“Ma’am, my friend has it bad. He’s trying to find Cora, and I’m not above bribery, since I’m actually looking to talk to her about business myself. Now, it seems as if a place like you’ve got here could use a bit more cash in terms of a donation.”
Stark, who usually looked as if little surprised her, started like a horse spying a rattler. “You’re joking.”
Mac, who knew better, said, “He’s not.”
“If we could borrow a horse or two to go after Cora, I’ll make it worth your while. I’m a horse man myself, if that helps.”
Stark had narrowed her eyes and gone in for the kill. “Cash is always nice, of course. But this is a non-profit, and I only have one full-time employee in the office. I need more than money. And I read The Economist – I know who you are. I just lost a board member.”
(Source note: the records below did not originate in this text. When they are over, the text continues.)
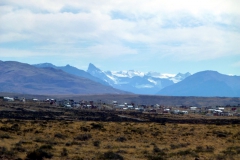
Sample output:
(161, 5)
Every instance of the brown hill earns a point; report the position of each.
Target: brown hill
(18, 77)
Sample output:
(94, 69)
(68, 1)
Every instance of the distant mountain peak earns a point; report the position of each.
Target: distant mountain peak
(91, 68)
(45, 65)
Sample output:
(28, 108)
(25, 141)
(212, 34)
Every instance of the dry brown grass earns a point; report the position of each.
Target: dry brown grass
(130, 140)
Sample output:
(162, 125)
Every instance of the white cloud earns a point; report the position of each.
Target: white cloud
(186, 30)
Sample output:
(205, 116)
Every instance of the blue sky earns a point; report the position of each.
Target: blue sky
(166, 36)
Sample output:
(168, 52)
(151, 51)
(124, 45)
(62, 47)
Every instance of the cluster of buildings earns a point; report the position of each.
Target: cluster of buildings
(154, 109)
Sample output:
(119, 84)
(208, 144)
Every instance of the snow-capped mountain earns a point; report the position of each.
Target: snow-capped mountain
(136, 81)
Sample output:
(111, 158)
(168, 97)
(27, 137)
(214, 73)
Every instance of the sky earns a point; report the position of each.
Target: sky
(166, 36)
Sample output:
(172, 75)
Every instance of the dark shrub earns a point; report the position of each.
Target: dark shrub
(85, 129)
(111, 156)
(97, 126)
(64, 152)
(6, 136)
(47, 147)
(121, 139)
(83, 137)
(59, 135)
(38, 154)
(96, 143)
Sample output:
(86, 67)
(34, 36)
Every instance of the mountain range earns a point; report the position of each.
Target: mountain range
(205, 83)
(24, 78)
(131, 81)
(47, 78)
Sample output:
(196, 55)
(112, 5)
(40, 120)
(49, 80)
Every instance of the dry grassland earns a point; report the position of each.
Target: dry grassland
(22, 139)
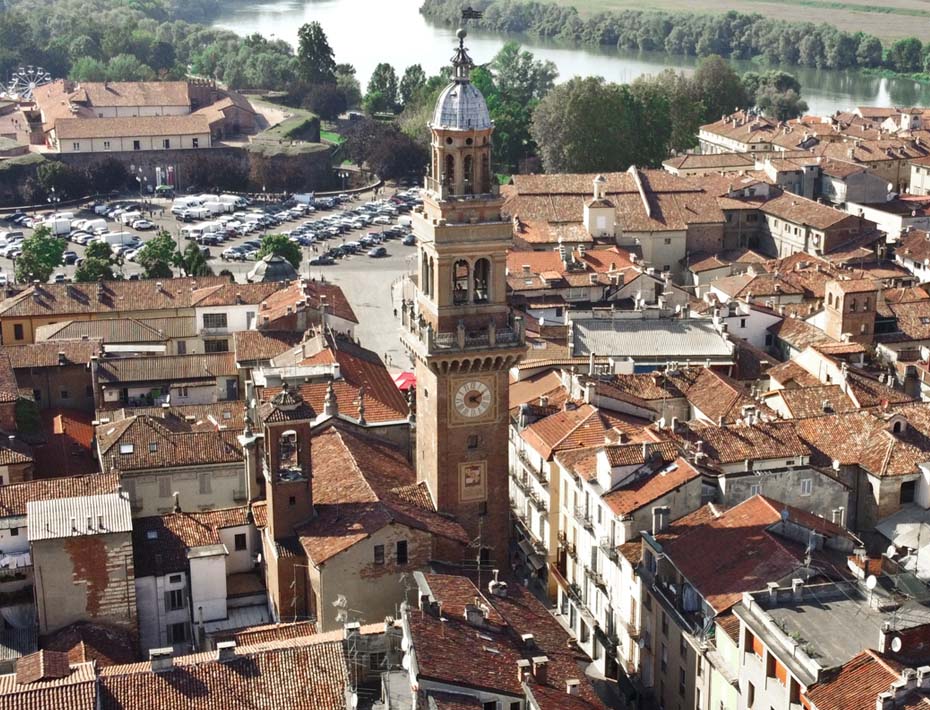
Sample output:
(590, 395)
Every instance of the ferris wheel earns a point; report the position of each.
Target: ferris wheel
(25, 80)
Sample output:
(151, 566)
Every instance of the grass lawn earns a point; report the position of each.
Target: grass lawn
(332, 137)
(892, 19)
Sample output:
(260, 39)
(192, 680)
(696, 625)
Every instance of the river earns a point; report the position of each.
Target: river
(366, 32)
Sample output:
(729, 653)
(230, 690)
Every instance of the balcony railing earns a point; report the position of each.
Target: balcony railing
(581, 515)
(537, 501)
(596, 577)
(538, 473)
(609, 548)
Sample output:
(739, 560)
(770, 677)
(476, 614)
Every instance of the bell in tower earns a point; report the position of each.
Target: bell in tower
(458, 326)
(461, 134)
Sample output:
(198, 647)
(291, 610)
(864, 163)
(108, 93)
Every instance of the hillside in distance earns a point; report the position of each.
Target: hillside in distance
(892, 19)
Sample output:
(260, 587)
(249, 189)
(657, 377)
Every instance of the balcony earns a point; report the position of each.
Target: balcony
(537, 501)
(596, 577)
(609, 548)
(421, 334)
(583, 518)
(536, 472)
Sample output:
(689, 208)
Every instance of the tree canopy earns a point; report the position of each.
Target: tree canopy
(42, 254)
(280, 245)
Royal took a step backward and looked at Mac. “Oh, she’s good.”
Mac smiled.
“Why’d you lose the board member? Quit? Internal problems?” Royal had gotten his feet back under him again.
“Died. He was old.”
“Damn.” Royal paused, stared at Mac who tried to look appropriately lovelorn. “Okay, lady. You got a new board member.”
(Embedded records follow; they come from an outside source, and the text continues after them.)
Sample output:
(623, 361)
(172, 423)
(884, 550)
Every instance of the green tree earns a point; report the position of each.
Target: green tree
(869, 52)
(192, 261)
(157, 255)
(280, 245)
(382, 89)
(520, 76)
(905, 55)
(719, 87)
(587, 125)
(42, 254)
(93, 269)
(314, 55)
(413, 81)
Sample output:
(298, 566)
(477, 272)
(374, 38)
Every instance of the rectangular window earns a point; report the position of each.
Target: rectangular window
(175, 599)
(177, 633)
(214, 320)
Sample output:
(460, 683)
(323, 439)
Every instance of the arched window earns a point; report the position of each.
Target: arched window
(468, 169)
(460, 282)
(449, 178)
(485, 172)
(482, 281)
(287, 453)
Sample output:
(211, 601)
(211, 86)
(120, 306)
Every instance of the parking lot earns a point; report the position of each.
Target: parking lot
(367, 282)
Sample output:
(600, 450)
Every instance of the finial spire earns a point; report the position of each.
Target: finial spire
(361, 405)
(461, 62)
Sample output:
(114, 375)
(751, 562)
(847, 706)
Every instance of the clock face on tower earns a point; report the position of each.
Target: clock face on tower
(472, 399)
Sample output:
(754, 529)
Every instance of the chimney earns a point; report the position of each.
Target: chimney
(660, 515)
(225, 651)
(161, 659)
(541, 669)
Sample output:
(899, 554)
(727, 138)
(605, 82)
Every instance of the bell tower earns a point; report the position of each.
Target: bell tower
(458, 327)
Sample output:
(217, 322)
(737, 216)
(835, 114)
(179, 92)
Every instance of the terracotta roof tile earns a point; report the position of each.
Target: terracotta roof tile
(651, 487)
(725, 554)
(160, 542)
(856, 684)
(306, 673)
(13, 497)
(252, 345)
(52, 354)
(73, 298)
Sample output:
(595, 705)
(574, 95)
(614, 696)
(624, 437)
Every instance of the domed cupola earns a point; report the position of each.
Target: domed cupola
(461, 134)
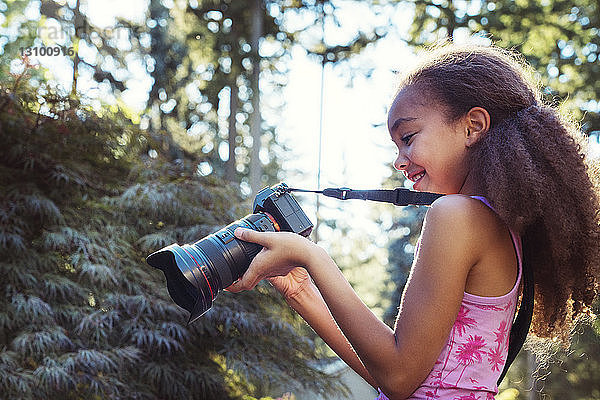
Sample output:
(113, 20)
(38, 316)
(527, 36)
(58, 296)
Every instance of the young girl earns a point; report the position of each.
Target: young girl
(467, 123)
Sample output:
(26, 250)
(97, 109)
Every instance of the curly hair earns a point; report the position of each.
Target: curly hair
(531, 167)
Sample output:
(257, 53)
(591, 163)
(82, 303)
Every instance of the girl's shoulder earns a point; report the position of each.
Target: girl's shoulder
(466, 218)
“And you,” Stark had said, waving her hand at the stables, “can pick any horses you like. She said she was going out the west loop to where it breaks to the water.”
Now they were here, his horse’s hooves chopping the dry sand, as impatient as he was to get down to where it was more firmly packed. This was his favorite kind of beach, no fine sand here, just rocky pebbles that got smaller the closer they drew to the water line. The tide was low and a girl and Cora were out peering into tidal pools. When he was a kid, he and Logan could spend hours pulling various things out of the salty water and putting them back, always hoping to find starfish (which they did) and octopi (which they didn’t, but they’d lived in hope). An electric eel would have been great, too. They’d loved anything that seemed moderately dangerous.
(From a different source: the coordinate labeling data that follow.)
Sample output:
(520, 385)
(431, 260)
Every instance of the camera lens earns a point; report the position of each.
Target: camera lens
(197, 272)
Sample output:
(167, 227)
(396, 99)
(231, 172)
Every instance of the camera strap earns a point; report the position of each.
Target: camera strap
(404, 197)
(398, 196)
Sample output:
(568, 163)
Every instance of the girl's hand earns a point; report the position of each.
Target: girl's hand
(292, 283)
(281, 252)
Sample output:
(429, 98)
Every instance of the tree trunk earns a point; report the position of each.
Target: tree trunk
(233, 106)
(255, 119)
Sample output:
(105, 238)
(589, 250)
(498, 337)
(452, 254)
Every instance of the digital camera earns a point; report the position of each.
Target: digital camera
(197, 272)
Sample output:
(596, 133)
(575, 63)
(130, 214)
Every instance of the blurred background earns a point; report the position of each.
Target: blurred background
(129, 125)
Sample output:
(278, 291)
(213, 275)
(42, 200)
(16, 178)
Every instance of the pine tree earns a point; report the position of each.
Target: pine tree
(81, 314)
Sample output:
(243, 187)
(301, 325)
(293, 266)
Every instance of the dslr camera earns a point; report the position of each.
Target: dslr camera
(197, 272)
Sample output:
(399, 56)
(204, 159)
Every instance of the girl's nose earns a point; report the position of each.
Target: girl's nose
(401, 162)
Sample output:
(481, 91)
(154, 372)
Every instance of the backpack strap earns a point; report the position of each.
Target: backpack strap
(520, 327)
Cora had seen them – he could tell by the way she’d straightened that she was as nervous as he was. What the hell was he doing out here? God. He’d followed her on horseback to a beach without any kind of plan. To what? Say he was sorry? He wasn’t sorry they’d had sex. In fact, he was pretty damn stoked about it. Couldn’t stop thinking about it. How she’d looked, how she’d sounded.
What was his reason for coming out here? When Royal had asked him, he hadn’t had an answer. The real reason lay in the last part of their conversation, the fact that now she knew why he hadn’t come home to Logan’s funeral. But that wasn’t beach talk – he needed to come up with a better reason, a more believable one, and fast.
They drew nearer. Stark’s other two horses nickered in greeting.
Cora’s face was a question, and all he wanted to do was to slide off the horse and kiss away that worried look .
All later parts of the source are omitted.